Utility package for accessing common Machine Learning datasets in Julia
https://juliaml.github.io/MLDatasets.jl/stable
MIT License
229 stars 46 forks source link

OGBDataset ogbg-molhiv has wrong shape of edge features #223

Closed chrisn-pik closed 3 months ago

chrisn-pik commented 11 months ago

Wrong dimension of edge features, there are 6 edge features, but 3 should be correct

using MLDatasets, DataFrames

data = OGBDataset("ogbg-molhiv")
size(data[1].graphs.edge_data.features)

returns

(6, 20)

However,

data[1].graphs.num_edges

returns

40

I assume the correct size of the edge features would be (3,40) instead of (6,20)

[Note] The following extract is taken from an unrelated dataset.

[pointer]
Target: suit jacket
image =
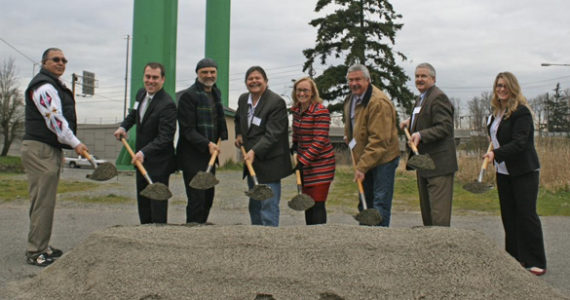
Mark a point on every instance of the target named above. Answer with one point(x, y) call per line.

I am using DataFrames v1.6.1 and MLDatasets v0.7.14

Using python and obg, the shape is (40,3):

from ogb.graphproppred import PygGraphPropPredDataset
dataset = PygGraphPropPredDataset(name = "ogbg-molhiv", root = '.')
dataset[0].edge_attr.shape
torch.Size([40, 3])

and

dataset[0].edge_index.shape
torch.Size([2, 40])
CarloLucibello commented 11 months ago

it seems likely that the graph is undirected, and when converting it to a directed one we forgot to duplicate the edge features. Would you like to file a PR with a fix? I can give some indirections

chrisn-pik commented 11 months ago

Thanks for your fast reply. That sounds like a reasonable explanation. I am not sure, if I will have the time, but providing some directions sounds good in any case.